JBIG2

JBIG2
Developed by	Joint Bi-level Image Experts Group
Latest release	2
Contained by	Portable Document Format, FAX
Standard	ITU T.88 & ISO/IEC 14492
Website	jbig2.com

JBIG2 is an image compression standard for bi-level images, developed by the Joint Bi-level Image Experts Group. It is suitable for both lossless and lossy compression. According to a press release^[1] from the Group, in its lossless mode JBIG2 typically generates files one third to one fifth the size of Fax Group 4 and one half to one quarter the size of JBIG, the previous bi-level compression standard released by the Group. JBIG2 has been published in 2000 as the international standard ITU T.88,^[2] and in 2001 as ISO/IEC 14492.^[3]

Functionality

Ideally, a JBIG2 encoder will segment the input page into regions of text, regions of halftone images, and regions of other data. Regions which are neither text nor halftones are typically compressed using a context-dependent arithmetic coding algorithm called the QM coder. Textual regions are compressed as follows: the foreground pixels in the regions are grouped into symbols. A dictionary of symbols is then created and encoded, typically also using context-dependent arithmetic coding, and the regions are encoded by describing which symbols appear where. Typically, a symbol will correspond to a character of text, but this is not required by the compression method. For lossy compression the difference between similar symbols (e.g., slightly different impressions of the same letter) can be neglected; for lossless compression, this difference is taken into account by compressing one similar symbol using another as a template. Halftone images may be compressed by reconstructing the grayscale image used to generate the halftone and then sending this image together with a dictionary of halftone patterns.^[4] Overall, the algorithm used by JBIG2 to compress text is very similar to the JB2 compression scheme used in the DjVu file format for coding binary images.

PDF files versions 1.4 and above may contain JBIG2 compressed data. Open source decoders for JBIG2 are jbig2dec,^[5] the java-based jbig2-imageio^[6] and the decoder found in versions 2.00 and above of xpdf. An open source encoder is jbig2enc.^[7]

Technical details

Typically, a bi-level image consists mainly of a large amount of textual and halftone data in which the same shapes appear repeatedly and the bi-level image is segmented into three regions: text, halftone, and generic regions. Each region is coded differently and the coding methodologies are described in the following passage.

Text image data

Text coding is based on the nature of human visual interpretation. A human observer cannot tell the difference of two instances of the same characters in a bi-level image even though they may not exactly match pixel by pixel. Therefore, only the bitmap of one representative character instance needs to be coded instead of coding the bitmaps of each occurrence of the same character individually. For each character instance, the coded instance of the character is then stored into a "symbol dictionary".^[8] There are two encoding methods for text image data: pattern matching and substitution (PM&S) and soft pattern matching (SPM). These methods are presented in the following subsections.^[9]

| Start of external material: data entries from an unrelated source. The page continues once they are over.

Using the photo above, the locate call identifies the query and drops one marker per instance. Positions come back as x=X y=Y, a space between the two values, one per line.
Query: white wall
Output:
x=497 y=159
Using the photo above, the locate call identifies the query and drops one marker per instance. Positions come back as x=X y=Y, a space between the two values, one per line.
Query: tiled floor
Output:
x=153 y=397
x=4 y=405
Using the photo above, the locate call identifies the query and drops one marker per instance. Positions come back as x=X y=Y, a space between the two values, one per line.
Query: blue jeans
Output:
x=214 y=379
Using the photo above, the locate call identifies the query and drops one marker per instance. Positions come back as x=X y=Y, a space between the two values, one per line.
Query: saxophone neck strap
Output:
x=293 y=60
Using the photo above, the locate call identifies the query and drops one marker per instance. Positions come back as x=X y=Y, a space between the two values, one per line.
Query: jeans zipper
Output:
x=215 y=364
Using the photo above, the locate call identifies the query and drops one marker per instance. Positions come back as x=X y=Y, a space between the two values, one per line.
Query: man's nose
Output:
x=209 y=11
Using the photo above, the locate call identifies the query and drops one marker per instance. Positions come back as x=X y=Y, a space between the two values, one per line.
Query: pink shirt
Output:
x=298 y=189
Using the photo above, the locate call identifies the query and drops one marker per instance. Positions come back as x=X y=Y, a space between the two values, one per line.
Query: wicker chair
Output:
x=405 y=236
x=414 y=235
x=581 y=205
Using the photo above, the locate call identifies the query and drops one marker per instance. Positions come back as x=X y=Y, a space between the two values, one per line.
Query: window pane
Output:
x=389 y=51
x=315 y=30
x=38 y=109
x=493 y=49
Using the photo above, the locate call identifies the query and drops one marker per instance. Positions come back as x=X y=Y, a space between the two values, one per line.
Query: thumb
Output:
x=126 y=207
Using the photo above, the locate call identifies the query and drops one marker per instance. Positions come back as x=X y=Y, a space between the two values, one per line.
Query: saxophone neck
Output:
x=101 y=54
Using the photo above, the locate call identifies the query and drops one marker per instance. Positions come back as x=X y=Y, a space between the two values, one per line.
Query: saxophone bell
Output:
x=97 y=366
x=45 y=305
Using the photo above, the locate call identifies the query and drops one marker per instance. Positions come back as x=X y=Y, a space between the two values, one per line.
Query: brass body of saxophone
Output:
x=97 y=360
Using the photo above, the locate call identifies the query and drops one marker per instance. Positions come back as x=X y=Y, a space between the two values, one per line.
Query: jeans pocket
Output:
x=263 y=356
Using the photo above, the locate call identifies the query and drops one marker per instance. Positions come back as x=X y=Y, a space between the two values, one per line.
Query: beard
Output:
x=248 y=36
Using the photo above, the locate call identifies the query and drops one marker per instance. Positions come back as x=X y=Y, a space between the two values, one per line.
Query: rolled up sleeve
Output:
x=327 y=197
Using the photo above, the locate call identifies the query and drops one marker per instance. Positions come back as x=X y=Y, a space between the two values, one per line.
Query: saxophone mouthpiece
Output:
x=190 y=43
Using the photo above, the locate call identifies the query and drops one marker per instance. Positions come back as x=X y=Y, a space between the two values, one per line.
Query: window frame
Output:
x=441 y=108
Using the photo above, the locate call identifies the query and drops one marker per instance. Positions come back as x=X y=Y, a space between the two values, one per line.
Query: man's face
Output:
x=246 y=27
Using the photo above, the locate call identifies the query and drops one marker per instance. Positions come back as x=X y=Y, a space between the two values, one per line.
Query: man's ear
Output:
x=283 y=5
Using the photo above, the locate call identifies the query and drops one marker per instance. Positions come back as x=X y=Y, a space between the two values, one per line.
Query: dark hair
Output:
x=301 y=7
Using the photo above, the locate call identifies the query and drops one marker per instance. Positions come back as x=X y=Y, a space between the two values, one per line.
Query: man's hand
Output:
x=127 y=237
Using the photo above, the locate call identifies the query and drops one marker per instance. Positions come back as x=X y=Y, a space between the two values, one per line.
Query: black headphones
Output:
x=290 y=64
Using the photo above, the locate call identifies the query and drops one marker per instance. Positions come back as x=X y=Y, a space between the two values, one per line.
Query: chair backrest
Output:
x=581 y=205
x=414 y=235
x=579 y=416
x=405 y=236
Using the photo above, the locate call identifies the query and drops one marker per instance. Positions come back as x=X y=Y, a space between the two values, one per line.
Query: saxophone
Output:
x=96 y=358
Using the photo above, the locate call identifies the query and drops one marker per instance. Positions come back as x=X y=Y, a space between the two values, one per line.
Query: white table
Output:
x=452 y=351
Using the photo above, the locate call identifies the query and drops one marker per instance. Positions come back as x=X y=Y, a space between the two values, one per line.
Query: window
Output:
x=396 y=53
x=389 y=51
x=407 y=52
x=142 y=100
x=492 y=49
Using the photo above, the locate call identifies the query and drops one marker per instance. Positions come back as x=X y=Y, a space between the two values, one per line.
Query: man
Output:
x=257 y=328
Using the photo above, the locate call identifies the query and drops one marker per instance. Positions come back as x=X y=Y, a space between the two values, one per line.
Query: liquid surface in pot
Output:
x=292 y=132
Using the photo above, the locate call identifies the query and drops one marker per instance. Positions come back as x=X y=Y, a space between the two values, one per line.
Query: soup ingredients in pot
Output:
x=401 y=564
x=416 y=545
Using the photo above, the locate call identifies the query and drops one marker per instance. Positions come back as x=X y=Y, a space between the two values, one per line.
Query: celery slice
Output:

Pattern matching and substitution: After performing image segmentation and match searching, and if a match exists, we code an index of the corresponding representative bitmap in the dictionary and the position of the character on the page. The position is usually relative to another previously coded character. If a match is not found, the segmented pixel block is coded directly and added into the dictionary. Typical procedures of pattern matching and substitution algorithm are displayed in the left block diagram of the figure below. Although the method of PM&S can achieve outstanding compression, substitution errors could be made during the process if the image resolution is low.

Soft pattern matching: In addition to a pointer to the dictionary and position information of the character, refinement data is also required because it is a crucial piece of information used to reconstruct the original character in the image. The deployment of refinement data can make the character-substitution error mentioned earlier highly unlikely. The refinement data contains the current desired character instance which is coded using the pixels of both the current character and the matching character in the dictionary. Since it is known that the current character instance is highly correlated with the matched character, the prediction of the current pixel is more accurate.

Halftones

Halftone images can be compressed using two methods. One of the methods is similar to the context-based arithmetic coding algorithm which adaptively positions the template pixels in order to obtain correlations between the adjacent pixels. In the second method, descreening is performed on the halftone image so that the image is converted back to grayscale. The converted grayscale values are then used as indexes of fixed-sized tiny bitmap patterns contained in a halftone bitmap dictionary. This allows decoder to successfully render a halftone image by presenting indexed dictionary bitmap patterns neighboring with each other.

Arithmetic entropy coding

All three region types including text, halftone, and generic regions may all use arithmetic coding. JBIG2 specifically uses the MQ coder.

Patents

Patents for JBIG2 are owned by IBM and Mitsubishi. Free licenses should be available after a request. JBIG and JBIG2 patents are not the same.^[10]^[11]^[12]

Disadvantages

When used in lossy mode, JBIG2 compression can potentially alter text in a way that's not discernible as corruption. This is in contrast to some other algorithms, which simply degrade into a blur, making the compression artifacts obvious.^[13] Since JBIG2 tries to match up similar-looking symbols, the numbers "6" and "8" may get replaced for example.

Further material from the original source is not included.